人買いにだまされ売られ、悲惨な一家離散の憂き目に遭う―。森鴎外の『山椒大夫』である。子ども向けの「安寿と厨子王」としてご記憶の人もいよう
▼物語の冒頭、厨子王ら家族が旅の途中で泊まる場所もなく困っていると、土地の者らしい中年の男が現れる。男は笑みをたたえ、礼儀正しく自己紹介してからこう述べたそうだ。「わしは旅人を救うて遣ろうと思い立った」。既に大勢の旅人を世話しているという。家族にしてみれば「地獄に仏」。言葉遣いが柔らかく、物腰も落ち着いている。うそをつくような人には見えない。すっかり信用して案内されるまま付いて行ったが…。末路はご存じの通り
▼そんな古い物語を思い出したのは、プロ野球球団も所有する東証1部上場のIT大手ディー・エヌ・エー(DeNA)の情報まとめサイトで、商業倫理を逸脱した非常に悪質な運営手法が発覚したからである。おととい、同社の経営陣が謝罪会見を開き、第三者委員会を置いて原因の究明を図ると表明した。発端は「Welq(ウェルク)」という健康医療情報サイトだったという。性格上、内容には正確さが求められるが、記事は誤った情報や盗用がほとんど。
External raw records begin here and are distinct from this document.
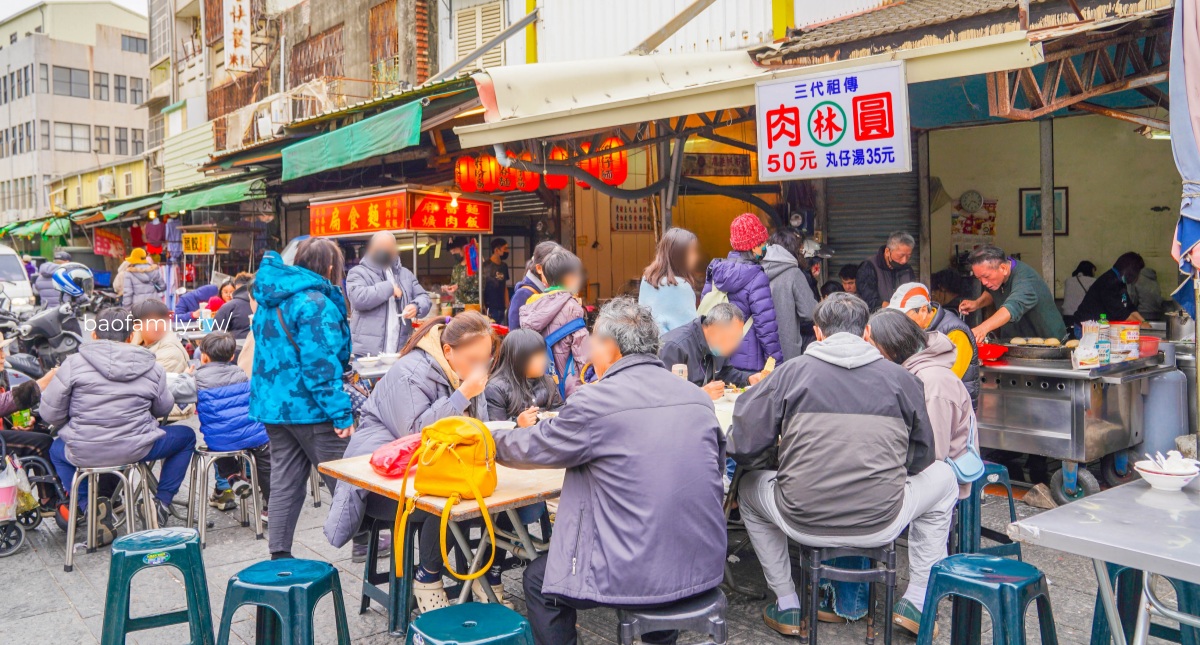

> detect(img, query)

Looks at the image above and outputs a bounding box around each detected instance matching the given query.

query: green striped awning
[283,101,421,181]
[101,195,167,222]
[42,217,71,237]
[162,177,266,212]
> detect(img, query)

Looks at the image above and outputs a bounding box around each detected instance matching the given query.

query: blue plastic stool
[99,527,212,645]
[404,603,534,645]
[217,559,350,645]
[917,554,1058,645]
[1092,562,1200,645]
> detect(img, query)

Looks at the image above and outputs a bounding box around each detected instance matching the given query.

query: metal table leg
[1092,560,1128,645]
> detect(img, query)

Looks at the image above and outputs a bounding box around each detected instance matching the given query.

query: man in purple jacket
[494,297,726,645]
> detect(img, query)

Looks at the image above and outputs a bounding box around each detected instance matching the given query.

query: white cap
[888,282,931,312]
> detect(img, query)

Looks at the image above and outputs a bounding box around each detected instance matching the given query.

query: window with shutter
[455,1,504,70]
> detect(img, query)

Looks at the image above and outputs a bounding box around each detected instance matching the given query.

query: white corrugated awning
[455,31,1043,147]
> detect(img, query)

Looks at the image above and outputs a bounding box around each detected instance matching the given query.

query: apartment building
[0,0,149,224]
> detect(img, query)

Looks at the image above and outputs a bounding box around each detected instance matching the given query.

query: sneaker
[350,535,391,563]
[229,475,252,499]
[209,490,238,511]
[762,603,800,637]
[892,598,937,638]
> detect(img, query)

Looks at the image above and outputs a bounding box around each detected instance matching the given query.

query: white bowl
[1133,462,1200,490]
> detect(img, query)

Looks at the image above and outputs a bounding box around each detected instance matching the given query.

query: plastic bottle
[1096,314,1112,364]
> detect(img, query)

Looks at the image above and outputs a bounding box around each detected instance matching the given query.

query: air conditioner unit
[96,175,116,197]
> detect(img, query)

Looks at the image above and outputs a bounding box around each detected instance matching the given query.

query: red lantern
[475,155,500,193]
[546,145,571,191]
[496,150,520,192]
[596,137,629,186]
[509,150,541,193]
[454,155,479,193]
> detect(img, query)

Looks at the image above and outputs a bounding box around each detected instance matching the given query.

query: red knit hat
[730,212,768,251]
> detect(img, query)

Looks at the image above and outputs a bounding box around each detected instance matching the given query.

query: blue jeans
[50,426,196,508]
[821,555,871,620]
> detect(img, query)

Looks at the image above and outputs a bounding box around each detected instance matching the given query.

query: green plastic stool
[917,554,1058,645]
[217,559,350,645]
[404,603,534,645]
[100,527,212,645]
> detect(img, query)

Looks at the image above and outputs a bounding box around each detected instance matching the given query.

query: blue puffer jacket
[701,252,784,372]
[250,251,354,428]
[196,362,268,452]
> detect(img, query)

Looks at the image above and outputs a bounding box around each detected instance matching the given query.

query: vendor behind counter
[959,245,1067,343]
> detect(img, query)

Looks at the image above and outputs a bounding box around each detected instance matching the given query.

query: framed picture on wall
[1018,186,1070,235]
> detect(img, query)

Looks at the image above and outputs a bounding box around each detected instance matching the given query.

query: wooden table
[317,454,565,622]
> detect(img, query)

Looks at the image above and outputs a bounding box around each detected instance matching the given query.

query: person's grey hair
[888,230,917,251]
[812,291,871,337]
[967,245,1008,269]
[593,297,659,356]
[701,302,746,327]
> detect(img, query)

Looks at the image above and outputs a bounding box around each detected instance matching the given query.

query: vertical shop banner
[755,61,912,181]
[182,231,217,255]
[222,0,254,72]
[91,229,125,258]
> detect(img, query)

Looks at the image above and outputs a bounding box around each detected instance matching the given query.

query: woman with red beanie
[702,212,784,372]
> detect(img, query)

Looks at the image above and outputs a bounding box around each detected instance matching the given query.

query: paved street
[0,467,1152,644]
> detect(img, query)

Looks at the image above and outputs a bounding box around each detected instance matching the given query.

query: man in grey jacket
[346,231,432,356]
[494,297,726,645]
[45,307,196,527]
[730,294,959,635]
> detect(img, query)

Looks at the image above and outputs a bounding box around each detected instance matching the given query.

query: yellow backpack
[392,416,496,580]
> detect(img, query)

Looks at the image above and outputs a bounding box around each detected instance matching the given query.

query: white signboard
[755,61,912,181]
[223,0,253,72]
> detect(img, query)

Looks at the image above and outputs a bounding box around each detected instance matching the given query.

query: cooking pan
[1004,343,1070,361]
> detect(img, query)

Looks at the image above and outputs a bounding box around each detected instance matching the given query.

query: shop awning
[42,217,71,237]
[8,219,46,237]
[283,101,421,181]
[162,177,266,212]
[453,31,1043,146]
[101,195,167,222]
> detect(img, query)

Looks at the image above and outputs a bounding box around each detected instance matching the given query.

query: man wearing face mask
[480,237,509,324]
[346,233,431,356]
[659,302,763,400]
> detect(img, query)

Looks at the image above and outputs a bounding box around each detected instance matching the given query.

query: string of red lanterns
[454,144,629,193]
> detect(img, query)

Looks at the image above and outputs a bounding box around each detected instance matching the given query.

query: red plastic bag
[371,433,421,478]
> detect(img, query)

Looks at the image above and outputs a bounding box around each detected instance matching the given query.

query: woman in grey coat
[325,312,504,611]
[762,230,817,361]
[346,231,432,356]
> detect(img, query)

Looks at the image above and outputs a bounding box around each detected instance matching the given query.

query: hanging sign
[755,61,912,181]
[408,192,492,234]
[222,0,254,72]
[182,231,217,255]
[91,229,125,258]
[308,191,408,236]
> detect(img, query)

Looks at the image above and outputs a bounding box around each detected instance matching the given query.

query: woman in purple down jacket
[701,212,784,372]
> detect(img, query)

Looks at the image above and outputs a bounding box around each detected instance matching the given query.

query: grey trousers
[266,423,350,554]
[738,462,959,597]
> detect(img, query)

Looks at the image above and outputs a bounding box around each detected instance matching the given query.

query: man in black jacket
[846,230,917,312]
[659,302,762,400]
[728,293,958,635]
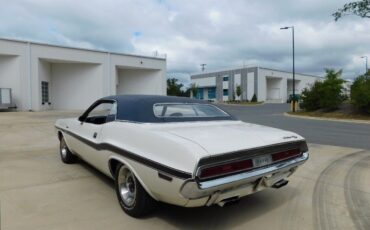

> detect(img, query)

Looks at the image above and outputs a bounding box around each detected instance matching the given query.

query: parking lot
[0,106,370,230]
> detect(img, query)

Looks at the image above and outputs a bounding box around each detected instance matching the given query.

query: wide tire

閲覧数を稼いで利益を増やすために書き手を安使いし、いかさまの手口を教えて大量の記事を乱造していたらしい
▼名前で信用させ、悩む人に寄り添うふりをしながら頭の中は金もうけのことでいっぱい。こんなサイトが今、DeNAに限らず他にも数多くあるという。やれやれ、これでは人買いもはだしで逃げ出すのではないか。